Last week he had emergency surgery to remove one of his kidneys that had a large tumor, caused by cancer, which was making him very sick. Tumor free for the moment, you would never know had ever been sick. He is now full of energy and bounce. But as cancer continues to do its work, other tumors will form, and eventually, he will die.
It has been almost two years and five months since I have lived with this dog or my wife. My wife, who always loved the dog, became even closer to him as I left the marriage to live my life openly as a gay man. A year later my son went to college. Now, living in our house alone, the dog she always loved has become her best buddy and part of her emotional support system. These past two weeks my wife has been going through an emotional roller coaster as the dog got very sick, was operated on, got better, and then got the diagnosis of cancer
I have a different feeling about the dog. While I have loved my pets over the years, I always see them as just a pet. My pets have never been my friends or a large part of my emotional support system. The cats I had in college and for many years after that have been a comfort to me, particularly when I first lived alone in college and later.

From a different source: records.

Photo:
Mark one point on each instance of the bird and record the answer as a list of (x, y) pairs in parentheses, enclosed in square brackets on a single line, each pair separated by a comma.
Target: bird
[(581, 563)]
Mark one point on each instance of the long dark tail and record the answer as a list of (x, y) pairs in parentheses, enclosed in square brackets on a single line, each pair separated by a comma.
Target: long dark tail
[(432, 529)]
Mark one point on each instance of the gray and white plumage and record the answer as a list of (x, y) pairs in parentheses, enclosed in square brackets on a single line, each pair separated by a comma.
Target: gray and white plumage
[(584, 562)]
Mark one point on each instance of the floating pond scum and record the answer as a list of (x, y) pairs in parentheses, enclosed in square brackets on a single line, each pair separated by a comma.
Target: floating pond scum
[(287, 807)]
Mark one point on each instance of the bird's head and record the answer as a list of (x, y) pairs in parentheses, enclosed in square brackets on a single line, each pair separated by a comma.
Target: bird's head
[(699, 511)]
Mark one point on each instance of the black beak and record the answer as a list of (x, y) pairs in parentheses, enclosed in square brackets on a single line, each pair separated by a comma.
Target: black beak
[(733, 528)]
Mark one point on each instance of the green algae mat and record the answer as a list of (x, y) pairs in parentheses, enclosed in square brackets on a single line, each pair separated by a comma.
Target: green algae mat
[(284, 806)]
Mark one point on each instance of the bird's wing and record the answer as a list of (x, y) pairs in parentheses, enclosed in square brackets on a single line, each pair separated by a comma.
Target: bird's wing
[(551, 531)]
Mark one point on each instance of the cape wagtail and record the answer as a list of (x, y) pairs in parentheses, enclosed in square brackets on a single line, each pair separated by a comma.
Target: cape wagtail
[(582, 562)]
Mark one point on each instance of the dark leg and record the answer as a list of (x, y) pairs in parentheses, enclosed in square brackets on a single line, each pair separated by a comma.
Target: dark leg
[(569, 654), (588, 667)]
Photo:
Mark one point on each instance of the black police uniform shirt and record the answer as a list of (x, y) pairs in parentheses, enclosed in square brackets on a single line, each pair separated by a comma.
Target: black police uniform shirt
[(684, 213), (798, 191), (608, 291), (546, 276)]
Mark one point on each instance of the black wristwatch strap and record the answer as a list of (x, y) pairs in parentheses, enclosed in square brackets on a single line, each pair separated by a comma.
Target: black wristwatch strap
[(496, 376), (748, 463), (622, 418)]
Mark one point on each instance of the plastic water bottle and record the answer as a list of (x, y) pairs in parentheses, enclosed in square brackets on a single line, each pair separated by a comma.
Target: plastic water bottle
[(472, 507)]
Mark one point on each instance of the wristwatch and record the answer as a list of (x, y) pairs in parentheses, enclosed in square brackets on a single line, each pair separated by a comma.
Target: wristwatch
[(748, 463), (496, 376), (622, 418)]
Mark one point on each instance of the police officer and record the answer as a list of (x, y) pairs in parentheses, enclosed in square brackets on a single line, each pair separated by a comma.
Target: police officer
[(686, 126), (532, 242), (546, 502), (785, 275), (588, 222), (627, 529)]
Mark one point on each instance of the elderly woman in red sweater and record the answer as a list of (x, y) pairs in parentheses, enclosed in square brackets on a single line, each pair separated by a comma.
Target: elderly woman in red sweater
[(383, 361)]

This particular dog, a miniature Goldendoodle, (a cross between a Golden Retriever and a Poodle), is a sweet, playful, energetic dog. But he has also been sick on and off for the eight years with a variety of stomach and intestinal ailments. Last year he was very sick and need to have his gallbladder removed.
While trying to support my wife emotionally through the dog’s gallbladder surgery and recovery, I kept thinking how much the surgery was costing me. This time around I had a good idea of what last week’s surgery will cost, based on the gallbladder experience, and though I am not happy about spending the money, for the moment, I see it as the price of still being married and supporting the family financially.
My wife consulted with a veterinary oncologist about our options with the dog and learned that there is no cure for this kind of cancer. There are various chemotherapy options that will prolong the dog’s life but only by a few months. After discussing this with my wife she decided not to do the chemotherapy. She could not bear the emotional cost of supporting the dog as he went through chemo, was sick from the chemo, then died from cancer anyway. I did not see the value of spending roughly $5,000 to give the dog chemo to prolong his life for just a few months. Thankfully my wife came to a similar decision for different reasons.
I left my marriage to live my life as an out gay man. I have built up a wonderful group of friends, found a great boyfriend whom I care deeply about, and have a new exciting life. My wife continues to live in our old house, mostly alone, except for the month or two that my son is home from school.
I have been given the gift of creating a new life while my wife has not moved on nearly enough. I see our old house as a bit of a jail cell for her. I know that she does not want to sell the house until our son is out of college, but increasingly I think it is time for both of us to move on. The death of this dog will only add to her emotional stress and pressure.
When I made plans a week ago to meet my wife for dinner last night, it was so I could continue our discussions about divorce. But then she learned from the dog’s veterinary surgeon that he has an incurable form of cancer. It seemed too cruel to bring up divorce, an emotionally difficult topic for her, as she was being torn apart emotionally with the dog. So we had a nice dinner and talked about the dog, our son, our families while staying away from the more difficult topics.
While I want to respect the pain my wife is in with the dog, I wonder how long before I can bring up the topic of divorce again. Does the dog have to die and do I have to let her mourn for some period of time before we continue the divorce discussion? I hope not. My fear is that this dog dying could postpone any conversation of divorce for quite a long time. The dog dying is one more sign for me that it is time for both of us to move on with our lives.